Although the tax bill appropriately repealed ObamaCare’s individual mandate, onerous federal health insurance regulations still remain, leaving patients and consumers again with double-digit premium increases, on average, next year.
Furthermore, the national debt is quickly approaching $21 trillion, or closer to $110 trillion including unfunded liabilities of Medicare and Social Security. In this environment, Congress’ 2018 priority must be to reduce government spending that’s contributing to higher costs of living, subpar healthcare system, and fewer Americans flourishing.
Congress will have to address the continuing resolution that funds the federal government in January. It should enact real reform that bends the cost-curve of Medicare and Social Security.
Sadly, some want to use this opportunity to bail out health insurance companies and create new reinsurance programs that pilfer tax dollars while further diminishing the quality of healthcare.
Members should outright reject these bail outs. They must also resist the temptation to bust the budget caps or adopt a standard that for every dollar increase in defense there is a dollar increase in non-defense discretionary spending.
The Texas legislature recently provided a good example as it successfully adopted fiscally conservative budgets. Doing so means Texans pay lower taxes while still funding essential services, allowing the state to have an economic environment conducive to creating 25 percent of all new jobs nationwide since 2007.
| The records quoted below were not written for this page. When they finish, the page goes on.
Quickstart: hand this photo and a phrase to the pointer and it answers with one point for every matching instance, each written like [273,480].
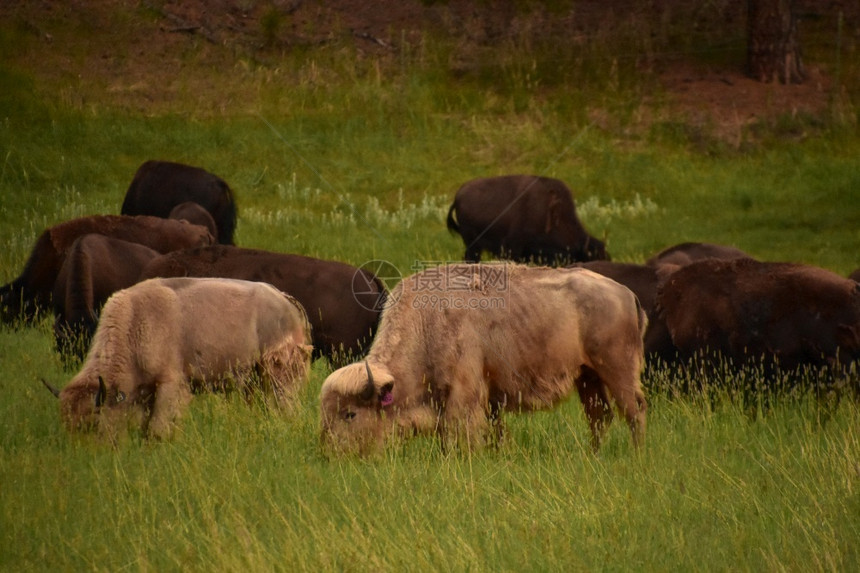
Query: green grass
[335,157]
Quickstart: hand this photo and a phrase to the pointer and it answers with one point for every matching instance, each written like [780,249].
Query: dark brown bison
[161,339]
[31,292]
[643,280]
[342,301]
[686,253]
[195,214]
[464,343]
[781,316]
[95,267]
[159,186]
[524,218]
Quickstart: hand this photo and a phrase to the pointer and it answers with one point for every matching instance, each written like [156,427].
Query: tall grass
[336,155]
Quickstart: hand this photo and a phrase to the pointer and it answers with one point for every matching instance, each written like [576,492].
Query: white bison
[463,343]
[162,338]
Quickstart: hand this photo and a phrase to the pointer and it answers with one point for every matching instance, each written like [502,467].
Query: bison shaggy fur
[342,301]
[779,315]
[32,290]
[524,218]
[95,267]
[159,186]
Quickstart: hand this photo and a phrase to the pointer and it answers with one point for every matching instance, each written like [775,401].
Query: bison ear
[386,398]
[101,395]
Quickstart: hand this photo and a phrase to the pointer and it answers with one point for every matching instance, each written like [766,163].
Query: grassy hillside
[343,149]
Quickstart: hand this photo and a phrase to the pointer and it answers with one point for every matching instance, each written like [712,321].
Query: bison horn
[370,389]
[101,395]
[53,390]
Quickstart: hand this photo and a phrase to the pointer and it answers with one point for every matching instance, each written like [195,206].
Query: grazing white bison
[465,342]
[162,338]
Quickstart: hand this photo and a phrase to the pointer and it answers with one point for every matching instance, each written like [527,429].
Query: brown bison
[778,315]
[463,343]
[160,339]
[524,218]
[342,301]
[159,186]
[643,280]
[31,292]
[686,253]
[95,267]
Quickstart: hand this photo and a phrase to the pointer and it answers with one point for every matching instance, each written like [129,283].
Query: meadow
[339,156]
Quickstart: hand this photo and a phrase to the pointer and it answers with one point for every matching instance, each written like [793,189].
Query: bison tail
[643,318]
[451,223]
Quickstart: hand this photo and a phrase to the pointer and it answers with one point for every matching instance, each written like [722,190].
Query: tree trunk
[773,51]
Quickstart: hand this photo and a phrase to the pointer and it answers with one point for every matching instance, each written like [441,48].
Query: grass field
[335,156]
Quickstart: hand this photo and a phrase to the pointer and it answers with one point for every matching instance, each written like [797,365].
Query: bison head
[357,404]
[84,404]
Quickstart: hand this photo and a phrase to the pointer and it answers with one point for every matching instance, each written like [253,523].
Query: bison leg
[596,403]
[625,389]
[172,396]
[464,420]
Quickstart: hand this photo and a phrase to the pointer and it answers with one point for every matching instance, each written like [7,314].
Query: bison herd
[159,303]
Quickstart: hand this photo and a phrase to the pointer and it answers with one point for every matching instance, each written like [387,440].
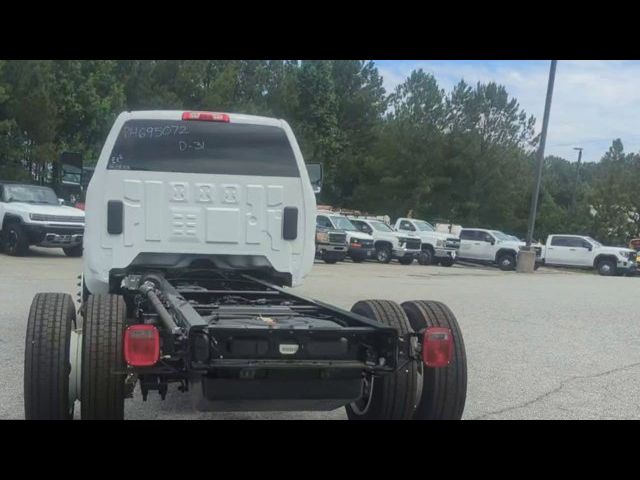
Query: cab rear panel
[235,189]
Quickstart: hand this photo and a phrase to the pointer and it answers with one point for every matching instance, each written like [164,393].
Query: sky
[594,101]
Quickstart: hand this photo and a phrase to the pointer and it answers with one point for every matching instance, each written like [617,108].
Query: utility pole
[543,138]
[575,186]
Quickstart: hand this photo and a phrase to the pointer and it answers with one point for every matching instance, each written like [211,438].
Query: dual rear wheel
[50,384]
[414,391]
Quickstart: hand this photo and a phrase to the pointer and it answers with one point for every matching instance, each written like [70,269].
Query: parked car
[33,215]
[331,244]
[436,247]
[360,244]
[388,243]
[492,247]
[585,252]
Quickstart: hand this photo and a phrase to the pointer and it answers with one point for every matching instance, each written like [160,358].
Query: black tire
[383,254]
[506,261]
[46,361]
[426,257]
[444,390]
[14,240]
[73,251]
[102,389]
[392,396]
[607,268]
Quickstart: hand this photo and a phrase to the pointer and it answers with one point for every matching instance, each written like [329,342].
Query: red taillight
[206,116]
[437,347]
[141,345]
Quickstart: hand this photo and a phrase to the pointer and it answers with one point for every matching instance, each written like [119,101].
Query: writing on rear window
[154,132]
[203,147]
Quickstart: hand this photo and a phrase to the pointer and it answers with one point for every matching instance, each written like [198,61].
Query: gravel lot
[549,345]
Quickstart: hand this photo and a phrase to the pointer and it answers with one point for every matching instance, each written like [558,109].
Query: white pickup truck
[388,243]
[585,252]
[491,246]
[437,247]
[32,215]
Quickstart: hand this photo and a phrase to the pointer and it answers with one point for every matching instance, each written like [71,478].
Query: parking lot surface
[549,345]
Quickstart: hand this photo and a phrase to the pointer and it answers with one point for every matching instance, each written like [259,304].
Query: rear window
[203,147]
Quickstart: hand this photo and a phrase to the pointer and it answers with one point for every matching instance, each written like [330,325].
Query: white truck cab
[360,244]
[388,243]
[491,246]
[437,247]
[585,252]
[171,188]
[32,215]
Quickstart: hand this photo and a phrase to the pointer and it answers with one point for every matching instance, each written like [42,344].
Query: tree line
[464,155]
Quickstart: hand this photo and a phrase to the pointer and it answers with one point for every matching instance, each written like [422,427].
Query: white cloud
[594,102]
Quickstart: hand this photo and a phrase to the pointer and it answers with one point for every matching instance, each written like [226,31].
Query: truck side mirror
[315,176]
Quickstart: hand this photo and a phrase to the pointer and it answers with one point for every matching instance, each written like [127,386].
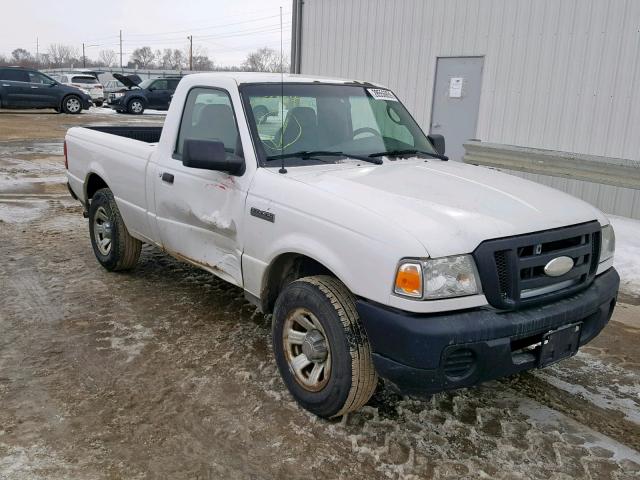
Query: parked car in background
[155,93]
[25,88]
[85,82]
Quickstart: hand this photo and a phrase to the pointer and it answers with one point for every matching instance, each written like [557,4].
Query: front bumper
[424,354]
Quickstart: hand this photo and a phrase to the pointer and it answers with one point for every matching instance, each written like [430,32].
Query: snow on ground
[627,258]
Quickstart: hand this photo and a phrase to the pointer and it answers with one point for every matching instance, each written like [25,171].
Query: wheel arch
[67,95]
[286,268]
[92,184]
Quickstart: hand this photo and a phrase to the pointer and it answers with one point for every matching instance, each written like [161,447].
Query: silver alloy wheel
[307,350]
[102,231]
[136,106]
[73,105]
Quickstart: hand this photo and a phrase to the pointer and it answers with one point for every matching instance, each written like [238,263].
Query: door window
[160,85]
[208,115]
[14,75]
[37,77]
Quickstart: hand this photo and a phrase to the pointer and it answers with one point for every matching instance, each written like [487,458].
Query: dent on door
[200,226]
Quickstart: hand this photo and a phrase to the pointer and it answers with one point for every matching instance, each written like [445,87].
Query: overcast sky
[228,30]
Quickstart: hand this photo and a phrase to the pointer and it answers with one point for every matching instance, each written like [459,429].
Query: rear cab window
[84,80]
[208,115]
[12,75]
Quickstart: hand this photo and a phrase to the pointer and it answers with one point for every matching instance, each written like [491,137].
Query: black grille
[512,269]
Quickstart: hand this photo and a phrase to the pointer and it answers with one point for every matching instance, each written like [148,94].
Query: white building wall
[559,74]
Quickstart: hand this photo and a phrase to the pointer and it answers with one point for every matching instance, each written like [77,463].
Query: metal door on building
[456,101]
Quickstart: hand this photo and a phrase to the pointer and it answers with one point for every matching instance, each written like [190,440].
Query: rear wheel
[112,245]
[136,106]
[321,348]
[71,104]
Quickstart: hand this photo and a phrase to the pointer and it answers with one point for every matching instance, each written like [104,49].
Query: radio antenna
[282,169]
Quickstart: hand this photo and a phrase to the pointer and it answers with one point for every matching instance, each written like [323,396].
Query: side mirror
[210,155]
[437,141]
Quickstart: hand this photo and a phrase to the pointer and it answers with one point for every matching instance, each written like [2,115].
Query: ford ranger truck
[327,204]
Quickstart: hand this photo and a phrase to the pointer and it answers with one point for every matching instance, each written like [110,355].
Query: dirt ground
[167,373]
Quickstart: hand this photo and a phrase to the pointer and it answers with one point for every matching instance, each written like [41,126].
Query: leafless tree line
[65,56]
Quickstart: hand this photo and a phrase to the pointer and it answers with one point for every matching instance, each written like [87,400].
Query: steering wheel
[370,130]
The Texas model is a proven recipe that should be emulated in D.C. Congress should take a page out of the Texas playbook by using budget reconciliation to finally make good on the promise to fully repeal ObamaCare and curtail spending to empower people with more choices on how to satisfy their desires.
Welfare reform is also critical for empowering impoverished communities and providing a pathway to prosperity. This can and should be done through strengthening families and promoting the dignity of work. But the groundwork has simply not been laid, as far too often people rely on the government as the head of the household and choose to live on welfare instead of working.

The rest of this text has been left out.